These surveys warning of the rise of the far right caused the left parties to mobilize in the last part of the campaign to request a cordon sanitaire against the Freedom Party. They ensured that the new leader of the liberals and Rutte’s successor, Dilan Yesilgöz Zegerius, excluded the possibility of reaching an agreement with Wilders and forming a coalition.

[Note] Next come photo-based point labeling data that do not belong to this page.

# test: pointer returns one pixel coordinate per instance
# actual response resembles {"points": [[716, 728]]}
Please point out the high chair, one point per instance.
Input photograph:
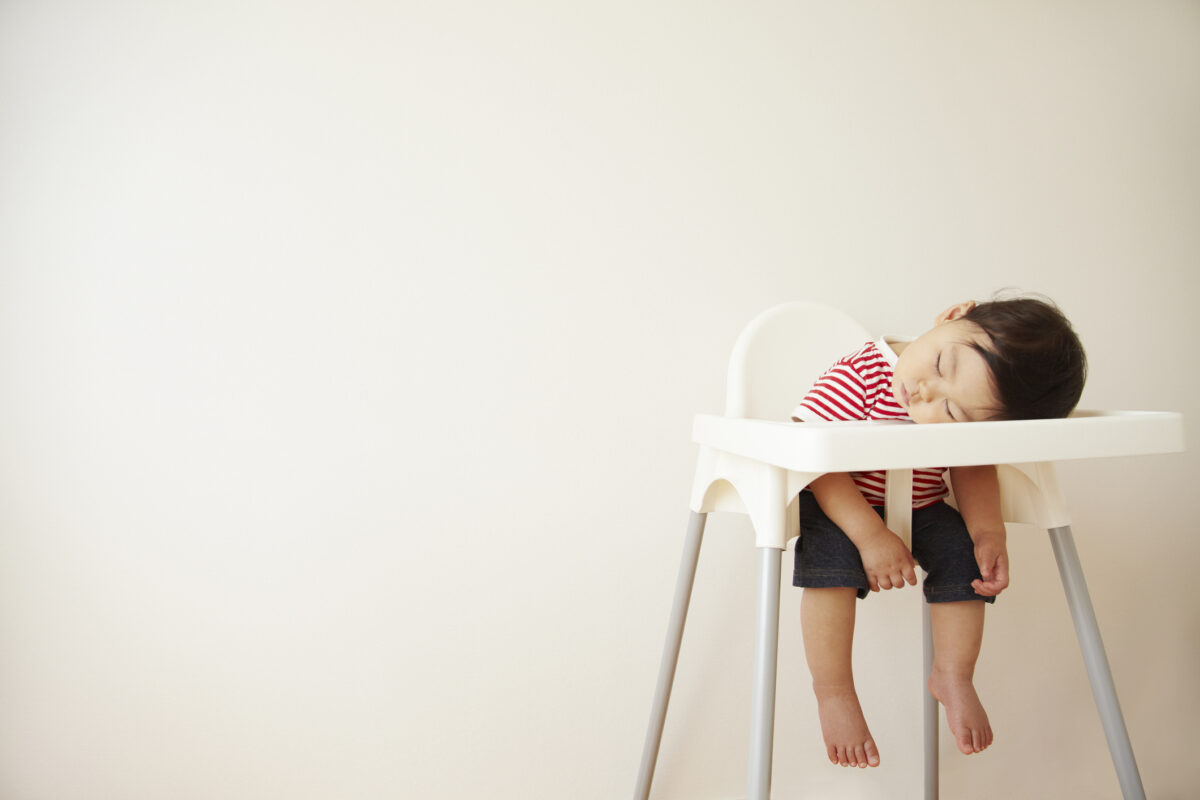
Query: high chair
{"points": [[755, 463]]}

It seems that it has begun to control the positions of the leader of the Freedom Party who in a recent interview showed himself open to softening his measures on immigration, although he has not yet apologized for one speech in which he called for “less Moroccans”, some words for which he was convicted in court.
The most surprising thing is that the new leader of the liberals is 46 years old and arrived in the Netherlands from Turkey as an asylum seeker. Despite this, he believes that immigration should be limited. “We need to reduce that number so that we have a safe place for real refugees,” he recently declared at a rally after explaining that “I came to this country as a refugee in that’s eight and I know what it means to seek. freedom and seek security.” Despite his omnipresence in Dutch political gatherings and the fact that polls put him in the lead and in a very close position to Wilders, his critics accuse him of not proposing new solutions and has a vague political program limited to the defense of change. politics of the country without explaining how to do it.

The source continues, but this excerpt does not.